I'm Egyptian: Finding Faith in Egypt
The Lord Almighty will bless them, saying, “Blessed be Egypt my people……” Isaiah 19:25
Mona Hennein, the daughter of the first Presbyterian missionaries sent out from Egypt, returns to her birth place to document their history and the pioneer work of her parents, Swailem and Sameera Hennein. Through this compelling, first-person account, television viewers will learn about the revolutionary history of missions in Egypt, a Presbyterian Church, USA initiative. Sixty years ago, Swailem and Sameera Sidhom Hennein were called to leave everything they knew in Egypt to serve the men, women, and children of southern Sudan’s mostly undocumented tribes. During their seven years in this largely unchurched and uncharted area, they opened a school and a health clinic, built relationships with tribal leaders, and gained the trust of the Sudanese people by living out their Christian faith day by day. Little did they know that their lives in service would create a movement of missions launched from Egypt as well as shape the future of southern Sudan.

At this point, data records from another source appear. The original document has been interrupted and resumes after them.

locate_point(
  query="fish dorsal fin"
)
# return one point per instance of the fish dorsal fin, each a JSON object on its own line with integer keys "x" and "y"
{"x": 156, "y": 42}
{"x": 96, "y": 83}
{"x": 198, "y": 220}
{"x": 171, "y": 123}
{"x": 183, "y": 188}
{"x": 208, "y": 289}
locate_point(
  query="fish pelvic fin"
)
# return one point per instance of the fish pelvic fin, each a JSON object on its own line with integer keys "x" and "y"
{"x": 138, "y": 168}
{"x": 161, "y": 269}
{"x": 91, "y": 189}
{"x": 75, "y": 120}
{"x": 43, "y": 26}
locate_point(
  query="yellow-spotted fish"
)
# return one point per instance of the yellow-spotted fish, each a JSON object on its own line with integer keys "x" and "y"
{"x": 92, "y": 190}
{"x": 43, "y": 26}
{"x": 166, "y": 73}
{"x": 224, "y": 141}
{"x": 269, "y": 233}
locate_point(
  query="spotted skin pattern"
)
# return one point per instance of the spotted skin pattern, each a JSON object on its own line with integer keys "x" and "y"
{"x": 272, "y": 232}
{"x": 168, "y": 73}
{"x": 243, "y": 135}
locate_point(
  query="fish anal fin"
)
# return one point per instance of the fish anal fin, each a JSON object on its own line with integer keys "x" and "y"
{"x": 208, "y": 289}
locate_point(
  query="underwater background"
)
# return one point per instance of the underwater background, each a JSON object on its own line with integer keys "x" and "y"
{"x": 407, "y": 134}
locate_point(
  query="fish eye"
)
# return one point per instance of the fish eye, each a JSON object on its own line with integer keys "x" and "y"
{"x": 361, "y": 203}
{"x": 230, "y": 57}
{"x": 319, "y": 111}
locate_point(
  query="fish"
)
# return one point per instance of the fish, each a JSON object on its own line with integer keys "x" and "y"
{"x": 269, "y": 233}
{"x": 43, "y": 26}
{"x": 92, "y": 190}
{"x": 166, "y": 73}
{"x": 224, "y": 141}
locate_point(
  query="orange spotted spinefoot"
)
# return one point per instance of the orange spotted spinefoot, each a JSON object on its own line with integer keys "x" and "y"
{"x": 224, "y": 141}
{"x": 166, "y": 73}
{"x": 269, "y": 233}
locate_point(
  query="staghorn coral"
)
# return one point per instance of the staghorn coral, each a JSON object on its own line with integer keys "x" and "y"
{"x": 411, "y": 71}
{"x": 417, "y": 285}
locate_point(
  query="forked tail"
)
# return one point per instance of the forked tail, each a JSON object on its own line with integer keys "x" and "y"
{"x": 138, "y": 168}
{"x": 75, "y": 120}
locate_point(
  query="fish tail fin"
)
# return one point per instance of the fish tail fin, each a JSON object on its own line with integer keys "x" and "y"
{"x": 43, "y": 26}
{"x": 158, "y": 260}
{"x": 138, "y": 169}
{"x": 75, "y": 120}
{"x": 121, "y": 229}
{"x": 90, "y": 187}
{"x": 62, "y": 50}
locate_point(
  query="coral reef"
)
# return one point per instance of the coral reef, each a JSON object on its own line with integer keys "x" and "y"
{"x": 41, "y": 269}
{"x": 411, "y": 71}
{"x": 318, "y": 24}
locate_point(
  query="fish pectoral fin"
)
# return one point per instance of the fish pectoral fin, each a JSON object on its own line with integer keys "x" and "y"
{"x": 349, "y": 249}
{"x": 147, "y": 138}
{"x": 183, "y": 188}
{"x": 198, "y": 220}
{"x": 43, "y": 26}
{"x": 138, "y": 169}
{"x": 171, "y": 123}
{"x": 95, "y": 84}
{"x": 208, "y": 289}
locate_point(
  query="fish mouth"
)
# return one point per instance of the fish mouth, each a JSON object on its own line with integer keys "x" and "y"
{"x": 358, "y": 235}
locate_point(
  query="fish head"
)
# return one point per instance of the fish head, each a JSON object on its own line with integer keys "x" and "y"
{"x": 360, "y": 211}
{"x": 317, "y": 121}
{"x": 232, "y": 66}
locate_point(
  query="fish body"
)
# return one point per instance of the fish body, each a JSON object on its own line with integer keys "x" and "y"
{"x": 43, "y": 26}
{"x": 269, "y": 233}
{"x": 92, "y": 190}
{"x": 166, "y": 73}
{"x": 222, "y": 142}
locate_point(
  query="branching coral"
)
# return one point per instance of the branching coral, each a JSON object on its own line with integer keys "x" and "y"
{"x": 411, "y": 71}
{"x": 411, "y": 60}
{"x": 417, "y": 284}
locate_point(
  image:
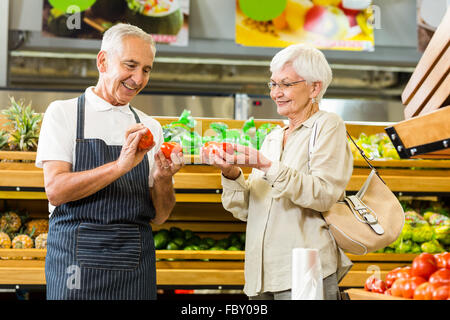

In the Village, the Quiet Village
Mona and her father return to El Garf Sarhayn, the remote village where her father was born. Although the village has changed little over the past 2000 years, it would change the Hennein family forever. Here, Mona discovers not only the lives of astonishing faith, bravery, and love her pioneer parents had led, but her own new-found faith and connection with Jesus Christ.
Call to Sudan
Through the missionary work of the Henneins, thousands were converted to Christianity, bringing a sense of confidence to the church of Egypt. Here in Cairo, we meet Tharwat Wehba, a historian who recounts the Evangelical church’s first experience with missions when Mona’s father was sent to southern Sudan to begin the work of bringing the Gospel to those practicing animistic religion.
History of Christianity In Egypt
Through the missionary work of the Henneins, thousands were converted to Christianity! Here in Cairo, we meet Tharwat Wehba, a historian who recounts the Evangelical church’s first experience with missions. He shares the story of when Mona’s father was sent to southern Sudan to begin the work of bringing the Gospel to those practicing animistic religion
To Build A Church
The residents of the El Marg district outside of Cairo, a population of nearly 100,000, do not have a church. Government regulation makes it difficult to change and build new churches – a problem that oppresses Christians, but also gives rise to new ways of worship. The community sacrificed for five years, living on less than two dollars a day to raise $40,000 USD to build a secret church for their community.
The Synod of the Nile founded the first K-12 school for girls and the first school for students with special needs. The Presbyterians continued to reach out to the community, co-founding Cairo University and The American University In Cairo – Egypt’s two leading academic institutions and the first universities to accept women. In this segment, we meet with the first woman seminarian, Anne Emile Zaki, who is waiting to be ordained the first Presbyterian minister in all of the Middle East.
Back To Sudan
When Mona’s father left Sudan, he had every intention of going back. His heart for Sudan expanded through the Evangelical Theological Seminary of Cairo. At the seminary, we meet with leaders of the newly formed Mission Department who are inspired by her father. We learn of their continued commitment to Sudan as well as their newly launched missions to other nations.